What does the arrow function with a () after means? [duplicate]

With arrow functions, you can either use a single statement or a block as the function body. These two are equivalent:

() => foo
() => {
  return foo;
}

In your example, if the lambda was defined as () => {post: action.msg} the object ({}) would be interpreted as a body block instead of an object. The runtime would try to parse it as an equivalent to:

function () {
  post: action.msg
}

which is a named label and property access, and doesn’t make much sense here.
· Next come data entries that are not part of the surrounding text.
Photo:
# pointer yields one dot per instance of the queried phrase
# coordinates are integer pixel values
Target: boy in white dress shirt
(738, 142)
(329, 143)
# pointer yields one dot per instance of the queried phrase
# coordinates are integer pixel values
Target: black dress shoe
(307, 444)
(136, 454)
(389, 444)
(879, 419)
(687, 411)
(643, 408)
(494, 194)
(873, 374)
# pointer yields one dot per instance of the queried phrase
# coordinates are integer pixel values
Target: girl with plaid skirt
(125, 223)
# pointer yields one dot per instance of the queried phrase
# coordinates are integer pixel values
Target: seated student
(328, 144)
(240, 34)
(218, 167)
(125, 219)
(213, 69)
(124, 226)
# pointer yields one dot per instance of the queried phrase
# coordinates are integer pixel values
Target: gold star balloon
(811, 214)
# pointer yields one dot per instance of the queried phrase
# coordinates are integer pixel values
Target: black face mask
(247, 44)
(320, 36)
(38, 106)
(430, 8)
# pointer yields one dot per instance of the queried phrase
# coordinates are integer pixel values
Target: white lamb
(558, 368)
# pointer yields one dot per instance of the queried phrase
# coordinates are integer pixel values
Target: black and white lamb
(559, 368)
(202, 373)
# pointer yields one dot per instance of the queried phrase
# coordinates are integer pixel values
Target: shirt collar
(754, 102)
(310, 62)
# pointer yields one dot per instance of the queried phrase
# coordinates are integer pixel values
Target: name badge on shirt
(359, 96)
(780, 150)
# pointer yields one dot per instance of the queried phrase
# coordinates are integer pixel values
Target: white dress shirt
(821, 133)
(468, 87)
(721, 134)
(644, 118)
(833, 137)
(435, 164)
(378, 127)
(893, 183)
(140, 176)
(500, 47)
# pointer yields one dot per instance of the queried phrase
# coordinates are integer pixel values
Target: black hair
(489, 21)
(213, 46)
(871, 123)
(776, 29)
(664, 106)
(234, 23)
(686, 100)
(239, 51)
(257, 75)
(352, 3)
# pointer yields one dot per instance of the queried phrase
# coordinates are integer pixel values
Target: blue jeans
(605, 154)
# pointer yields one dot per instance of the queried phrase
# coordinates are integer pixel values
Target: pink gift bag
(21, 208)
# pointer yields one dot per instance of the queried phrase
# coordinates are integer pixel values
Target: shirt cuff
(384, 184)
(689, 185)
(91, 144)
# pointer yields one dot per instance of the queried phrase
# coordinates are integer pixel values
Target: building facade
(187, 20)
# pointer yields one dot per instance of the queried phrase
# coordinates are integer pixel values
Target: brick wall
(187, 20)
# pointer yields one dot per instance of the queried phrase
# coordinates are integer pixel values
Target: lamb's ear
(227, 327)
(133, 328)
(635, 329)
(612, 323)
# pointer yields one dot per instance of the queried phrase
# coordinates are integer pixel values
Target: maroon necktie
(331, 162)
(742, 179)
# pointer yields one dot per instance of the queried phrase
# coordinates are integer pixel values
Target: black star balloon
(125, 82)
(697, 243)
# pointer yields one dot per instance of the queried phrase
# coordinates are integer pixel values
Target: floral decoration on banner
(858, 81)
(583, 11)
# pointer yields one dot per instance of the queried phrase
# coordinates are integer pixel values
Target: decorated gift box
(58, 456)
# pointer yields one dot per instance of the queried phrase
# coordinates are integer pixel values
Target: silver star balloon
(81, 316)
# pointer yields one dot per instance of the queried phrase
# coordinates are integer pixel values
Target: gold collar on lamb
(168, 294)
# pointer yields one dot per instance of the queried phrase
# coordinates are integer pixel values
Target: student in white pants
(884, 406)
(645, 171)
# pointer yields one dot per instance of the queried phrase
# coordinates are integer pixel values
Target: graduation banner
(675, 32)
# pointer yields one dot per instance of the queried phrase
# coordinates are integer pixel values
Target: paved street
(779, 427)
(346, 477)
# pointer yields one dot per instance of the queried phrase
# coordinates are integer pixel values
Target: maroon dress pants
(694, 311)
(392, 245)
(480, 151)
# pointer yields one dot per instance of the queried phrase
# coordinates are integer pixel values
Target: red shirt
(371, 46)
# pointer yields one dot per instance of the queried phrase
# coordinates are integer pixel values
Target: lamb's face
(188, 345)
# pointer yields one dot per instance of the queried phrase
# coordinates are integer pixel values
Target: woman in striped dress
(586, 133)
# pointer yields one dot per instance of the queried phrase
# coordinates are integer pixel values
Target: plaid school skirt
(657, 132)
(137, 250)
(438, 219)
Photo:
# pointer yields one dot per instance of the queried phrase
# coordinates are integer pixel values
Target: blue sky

By wrapping in parens, you hint to the parser that it is an expression to be evaluated and the fat arrow function rules on single-expression bodies kick in, making it equivalent to:

function () {
  return {post: action.msg};
}

To work around the single-expression rules when you want to do two related things (occasionally useful in map/reduce algorithms), you can use parens to group a pair of expressions:

foo.reduce((p, c) => (c.counted = true, p += c.value));

This will set the counted property of c, before adding c.value to p and returning the result of p += c.value as the new value of p.

The parentheses wrap an expression in ECMAScript and can be used, with the comma operator, to group multiple expressions. The results of the last expression are returned when the group is evaluated.

For example:

var i = 0, j = 0;
console.log((j += 10, i += 2), j);

will print 2 10, since j is incremented in the () group and printed later.